Too soon: More testing needed for OP_GROUP

Andrew Stone from Bitcoin Unlimited has proposed OP_GROUP as a method for implementing representative tokens – also called “colored coins” within the Bitcoin community.  But some members of the development community are urging caution and more time to decide whether OP_GROUP should be added to Bitcoin Cash software implementations.  Recently, Jonald Fyookball published a thoughtful piece explaining why OP_GROUP is potentially dangerous, and should only be activated after taking appropriate “time to test and analyze extensively” its impact. Fyookball’s post has generated significant favorable reaction from the developer community on Reddit.

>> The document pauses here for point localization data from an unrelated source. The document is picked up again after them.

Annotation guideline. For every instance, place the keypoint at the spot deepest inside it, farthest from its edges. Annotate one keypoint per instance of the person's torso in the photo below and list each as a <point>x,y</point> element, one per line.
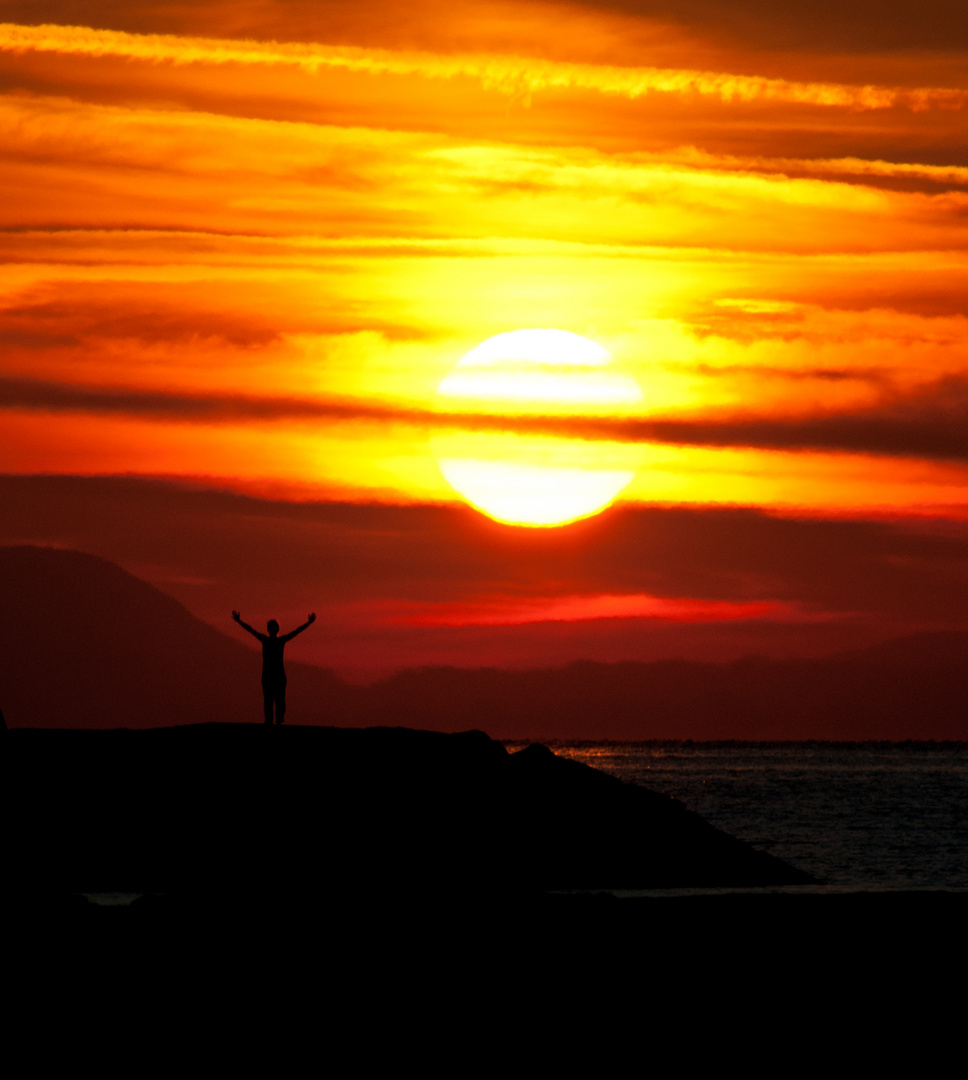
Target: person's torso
<point>272,658</point>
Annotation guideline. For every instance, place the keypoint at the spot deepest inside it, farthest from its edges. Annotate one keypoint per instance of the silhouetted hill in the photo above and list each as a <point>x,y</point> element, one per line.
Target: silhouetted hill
<point>84,644</point>
<point>244,807</point>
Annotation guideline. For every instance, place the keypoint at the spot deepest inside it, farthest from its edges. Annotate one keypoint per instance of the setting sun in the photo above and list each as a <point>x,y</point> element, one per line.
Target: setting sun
<point>536,480</point>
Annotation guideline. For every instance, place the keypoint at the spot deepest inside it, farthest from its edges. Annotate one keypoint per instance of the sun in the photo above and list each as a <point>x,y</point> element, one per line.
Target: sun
<point>534,480</point>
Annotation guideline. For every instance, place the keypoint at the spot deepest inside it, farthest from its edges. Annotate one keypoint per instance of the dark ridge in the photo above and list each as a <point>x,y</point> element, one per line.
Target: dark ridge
<point>261,809</point>
<point>84,644</point>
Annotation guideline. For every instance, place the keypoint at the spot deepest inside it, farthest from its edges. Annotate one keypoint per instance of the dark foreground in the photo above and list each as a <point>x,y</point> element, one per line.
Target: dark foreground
<point>418,874</point>
<point>243,808</point>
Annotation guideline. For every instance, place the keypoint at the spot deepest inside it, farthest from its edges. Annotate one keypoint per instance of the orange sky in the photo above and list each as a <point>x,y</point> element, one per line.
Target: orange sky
<point>242,243</point>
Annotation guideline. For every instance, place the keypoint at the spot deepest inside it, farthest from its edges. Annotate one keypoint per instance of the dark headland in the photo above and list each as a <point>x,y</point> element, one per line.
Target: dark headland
<point>312,809</point>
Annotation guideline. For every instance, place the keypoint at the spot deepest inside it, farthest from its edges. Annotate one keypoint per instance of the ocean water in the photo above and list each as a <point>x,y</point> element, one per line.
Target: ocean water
<point>855,815</point>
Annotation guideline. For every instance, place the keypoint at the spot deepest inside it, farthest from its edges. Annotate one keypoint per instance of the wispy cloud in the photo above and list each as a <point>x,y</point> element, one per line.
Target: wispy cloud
<point>931,422</point>
<point>514,76</point>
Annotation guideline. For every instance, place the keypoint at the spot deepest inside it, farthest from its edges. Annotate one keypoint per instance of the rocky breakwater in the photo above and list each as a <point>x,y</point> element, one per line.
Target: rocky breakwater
<point>336,811</point>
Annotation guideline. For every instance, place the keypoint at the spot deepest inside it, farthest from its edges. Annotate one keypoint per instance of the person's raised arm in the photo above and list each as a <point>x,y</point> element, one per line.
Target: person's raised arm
<point>299,630</point>
<point>245,625</point>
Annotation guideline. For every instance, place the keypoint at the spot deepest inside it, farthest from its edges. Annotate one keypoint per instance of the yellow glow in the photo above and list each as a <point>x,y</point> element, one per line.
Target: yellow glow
<point>532,480</point>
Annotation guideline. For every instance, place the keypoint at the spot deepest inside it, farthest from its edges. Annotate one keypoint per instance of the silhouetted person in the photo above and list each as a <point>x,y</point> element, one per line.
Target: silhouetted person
<point>273,672</point>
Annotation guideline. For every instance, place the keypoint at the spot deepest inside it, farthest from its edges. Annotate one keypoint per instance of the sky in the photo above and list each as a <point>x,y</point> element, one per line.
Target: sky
<point>242,244</point>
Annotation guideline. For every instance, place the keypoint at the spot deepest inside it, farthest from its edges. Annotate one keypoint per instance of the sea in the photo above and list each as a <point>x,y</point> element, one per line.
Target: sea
<point>857,817</point>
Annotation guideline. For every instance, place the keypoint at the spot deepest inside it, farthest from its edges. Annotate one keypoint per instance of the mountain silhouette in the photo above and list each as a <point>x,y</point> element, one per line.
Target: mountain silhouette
<point>85,644</point>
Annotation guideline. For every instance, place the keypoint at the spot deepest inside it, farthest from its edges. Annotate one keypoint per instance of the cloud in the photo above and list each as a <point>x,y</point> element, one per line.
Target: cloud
<point>513,76</point>
<point>930,422</point>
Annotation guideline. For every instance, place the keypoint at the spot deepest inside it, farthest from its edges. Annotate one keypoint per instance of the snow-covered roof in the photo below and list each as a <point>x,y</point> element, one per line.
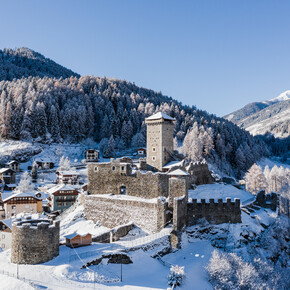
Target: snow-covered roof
<point>64,172</point>
<point>11,162</point>
<point>61,187</point>
<point>2,170</point>
<point>7,223</point>
<point>21,194</point>
<point>160,115</point>
<point>11,185</point>
<point>178,172</point>
<point>173,164</point>
<point>73,235</point>
<point>43,160</point>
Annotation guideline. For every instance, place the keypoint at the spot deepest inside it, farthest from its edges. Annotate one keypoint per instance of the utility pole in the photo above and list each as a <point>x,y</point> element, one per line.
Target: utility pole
<point>18,262</point>
<point>121,272</point>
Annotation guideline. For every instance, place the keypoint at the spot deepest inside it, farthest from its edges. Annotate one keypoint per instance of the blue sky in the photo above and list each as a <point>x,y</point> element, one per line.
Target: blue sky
<point>218,55</point>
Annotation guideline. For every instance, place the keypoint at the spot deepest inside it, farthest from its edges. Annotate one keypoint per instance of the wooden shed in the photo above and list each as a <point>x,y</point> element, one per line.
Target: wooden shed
<point>77,240</point>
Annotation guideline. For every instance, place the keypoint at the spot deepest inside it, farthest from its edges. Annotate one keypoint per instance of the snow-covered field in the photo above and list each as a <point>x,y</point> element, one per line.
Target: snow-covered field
<point>64,272</point>
<point>74,221</point>
<point>219,190</point>
<point>271,163</point>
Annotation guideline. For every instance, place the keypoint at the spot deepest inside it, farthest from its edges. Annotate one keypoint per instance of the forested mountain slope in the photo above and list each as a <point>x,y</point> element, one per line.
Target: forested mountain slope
<point>271,116</point>
<point>72,109</point>
<point>24,62</point>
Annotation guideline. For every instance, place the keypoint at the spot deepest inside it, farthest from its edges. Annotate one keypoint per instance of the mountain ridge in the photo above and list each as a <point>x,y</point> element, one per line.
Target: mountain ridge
<point>260,118</point>
<point>25,62</point>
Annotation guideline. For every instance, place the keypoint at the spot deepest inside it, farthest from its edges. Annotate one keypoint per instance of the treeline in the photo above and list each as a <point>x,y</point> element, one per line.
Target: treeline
<point>73,109</point>
<point>24,62</point>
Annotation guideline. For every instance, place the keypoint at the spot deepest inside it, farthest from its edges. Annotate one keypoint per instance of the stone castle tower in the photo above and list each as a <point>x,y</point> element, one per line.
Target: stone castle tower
<point>159,140</point>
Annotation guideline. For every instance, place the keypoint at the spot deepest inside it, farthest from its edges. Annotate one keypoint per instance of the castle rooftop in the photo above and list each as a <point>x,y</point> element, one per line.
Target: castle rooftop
<point>178,172</point>
<point>160,115</point>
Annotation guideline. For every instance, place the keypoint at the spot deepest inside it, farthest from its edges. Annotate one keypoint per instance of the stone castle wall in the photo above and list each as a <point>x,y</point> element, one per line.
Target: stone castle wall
<point>214,212</point>
<point>199,173</point>
<point>34,242</point>
<point>180,213</point>
<point>177,188</point>
<point>109,178</point>
<point>159,143</point>
<point>112,211</point>
<point>284,205</point>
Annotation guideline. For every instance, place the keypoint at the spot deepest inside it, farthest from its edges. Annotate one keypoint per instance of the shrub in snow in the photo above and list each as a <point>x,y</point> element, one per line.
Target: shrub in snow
<point>34,171</point>
<point>228,271</point>
<point>64,163</point>
<point>176,275</point>
<point>25,183</point>
<point>255,179</point>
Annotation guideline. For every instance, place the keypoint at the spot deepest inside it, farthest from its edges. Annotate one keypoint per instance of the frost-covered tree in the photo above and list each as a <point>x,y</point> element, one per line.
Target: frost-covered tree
<point>34,172</point>
<point>255,179</point>
<point>64,163</point>
<point>138,140</point>
<point>25,183</point>
<point>110,148</point>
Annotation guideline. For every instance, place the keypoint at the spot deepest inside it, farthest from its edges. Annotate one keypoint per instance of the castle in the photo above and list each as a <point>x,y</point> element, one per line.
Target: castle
<point>153,192</point>
<point>34,241</point>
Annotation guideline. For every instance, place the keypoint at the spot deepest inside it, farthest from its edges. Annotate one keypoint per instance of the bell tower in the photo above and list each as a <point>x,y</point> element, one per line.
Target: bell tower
<point>159,140</point>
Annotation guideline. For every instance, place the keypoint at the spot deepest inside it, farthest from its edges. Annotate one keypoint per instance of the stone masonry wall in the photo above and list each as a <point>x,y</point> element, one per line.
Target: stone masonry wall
<point>34,242</point>
<point>102,179</point>
<point>159,142</point>
<point>214,212</point>
<point>199,173</point>
<point>112,211</point>
<point>177,188</point>
<point>179,213</point>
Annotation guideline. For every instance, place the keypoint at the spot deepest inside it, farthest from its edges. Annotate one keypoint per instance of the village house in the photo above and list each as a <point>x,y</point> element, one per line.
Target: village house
<point>154,193</point>
<point>22,203</point>
<point>141,152</point>
<point>2,211</point>
<point>77,240</point>
<point>7,176</point>
<point>67,177</point>
<point>5,234</point>
<point>62,197</point>
<point>92,155</point>
<point>14,165</point>
<point>44,163</point>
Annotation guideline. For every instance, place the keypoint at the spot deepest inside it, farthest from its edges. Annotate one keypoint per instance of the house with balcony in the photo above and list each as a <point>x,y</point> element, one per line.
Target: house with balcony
<point>21,202</point>
<point>62,197</point>
<point>5,234</point>
<point>92,155</point>
<point>67,177</point>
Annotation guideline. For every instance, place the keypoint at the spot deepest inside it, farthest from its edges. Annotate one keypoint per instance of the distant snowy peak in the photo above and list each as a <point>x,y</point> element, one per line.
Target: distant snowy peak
<point>282,97</point>
<point>271,116</point>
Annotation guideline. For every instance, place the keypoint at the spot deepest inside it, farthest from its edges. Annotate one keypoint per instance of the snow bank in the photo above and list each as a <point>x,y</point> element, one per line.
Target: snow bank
<point>219,190</point>
<point>75,222</point>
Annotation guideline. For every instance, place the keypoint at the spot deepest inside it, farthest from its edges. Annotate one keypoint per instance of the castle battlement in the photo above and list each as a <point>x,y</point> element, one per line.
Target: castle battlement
<point>34,241</point>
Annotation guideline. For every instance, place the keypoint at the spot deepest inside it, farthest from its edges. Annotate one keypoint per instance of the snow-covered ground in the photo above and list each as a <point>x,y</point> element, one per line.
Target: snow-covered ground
<point>271,163</point>
<point>74,221</point>
<point>219,190</point>
<point>13,283</point>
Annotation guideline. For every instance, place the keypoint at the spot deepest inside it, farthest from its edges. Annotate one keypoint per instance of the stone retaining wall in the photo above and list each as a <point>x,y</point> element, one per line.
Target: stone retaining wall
<point>112,211</point>
<point>214,212</point>
<point>34,242</point>
<point>110,178</point>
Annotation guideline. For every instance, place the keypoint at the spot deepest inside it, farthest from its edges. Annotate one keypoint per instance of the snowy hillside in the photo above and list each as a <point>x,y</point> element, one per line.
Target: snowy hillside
<point>24,62</point>
<point>146,272</point>
<point>271,116</point>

May 2018 upgrade is too soon and mining hash will not support this proposal

At first glance, the OP_GROUP proposal appeared to be a small change, given that the opcode is comprised of only 50 lines of code. However, OP_GROUP is capable of changing the Bitcoin design at a fundamental level. It alters how unspent transaction output (UTXO) sets are interpreted and makes token validation a function of miners, in stark contrast to other solutions where this validation is not part of the base bitcoin code.

For other op codes, the script runs only inside the script interpreter, acting like a firewalled black box.  But OP_GROUP changes the way transactions are interpreted outside the interpreter, and thus interacts across the boundary between the interpreter and the rest of Bitcoin.  Because OP_GROUP crosses that firewall boundary, it merits sufficient testing and analysis to ensure it is safe and does not change the very nature of Bitcoin in an undesirable manner.  There is not sufficient time before Bitcoin Cash’s May 2018 protocol upgrade to fully conduct reasonable testing and evaluation of OP_GROUP.

Furthermore, OP_GROUP could product negative impact on the Bitcoin Cash ecosystem.  The opcode would make the miners more responsible to ICOs, which could lead to possible legal issues globally with governments shutting down miners they believe are too involved in the ICO process, much like how exchanges have been continuously targeted in countries like China.

This is why the proposal needs to be examined more thoroughly, taking into account the effect it could have on miners, incentive models, and even other changes that could happen in the future. Pushing for a May 2018 implementation, sans tests and sufficient documentation, is too soon.  The proposal, after all, is a radical change for Bitcoin Cash and for these reasons the mining hash will not support the OP_GROUP proposal at this time.

Note: Tokens in the SegWit chain are referred to as SegWit1X (BTC) and SegWit Gold (SWG) and are no longer Bitcoin. Bitcoin Cash (BCH) is the only true  Bitcoin as intended by the original Satoshi white paper.  Bitcoin BCH is the only public block chain that offers safe and cheap microtransactions.
Note: Tokens on the Bitcoin Core (segwit) Chain are Referred to as BTC coins. Bitcoin Satoshi Vision (BSV) is today the only Bitcoin implementation that follows Satoshi Nakamoto’s original whitepaper for Peer to Peer Electronic Cash. Bitcoin BSV is the only major public blockchain that maintains the original vision for Bitcoin as fast, frictionless, electronic cash.


Brett Williams

I agree. The size of the code change isn’t the problem, the problem is the size of the change to the model. The more I think about it, the more it seems to me that this OP_GROUP proposal would create a subtle change to the basic model. That’s not to say that it’s bad, just that it’s a very uncertain change that should be treated with extreme caution.

The basic task of miners is to validate scripts to see whether it’s valid to transfer BCH. This has a basic self-same harmonious sense to it, because BCH is also the credit the miners charge for that service. They’re concerned with whether the scripts validate because they care whether they get paid. It’s all of one piece.

In theory I guess you can attach other demands for computation and people can say that they refuse to pay miners unless that computation is done to standards, that doesn’t seem theoretically impossible. But it’s a different model. The miners are then validating those transactions as a service because it’s collectively demanded of them, not because it’s completely directly in the line of whether they’re paid. I’m not sure whether that works or not. We certainly can’t be sure by May.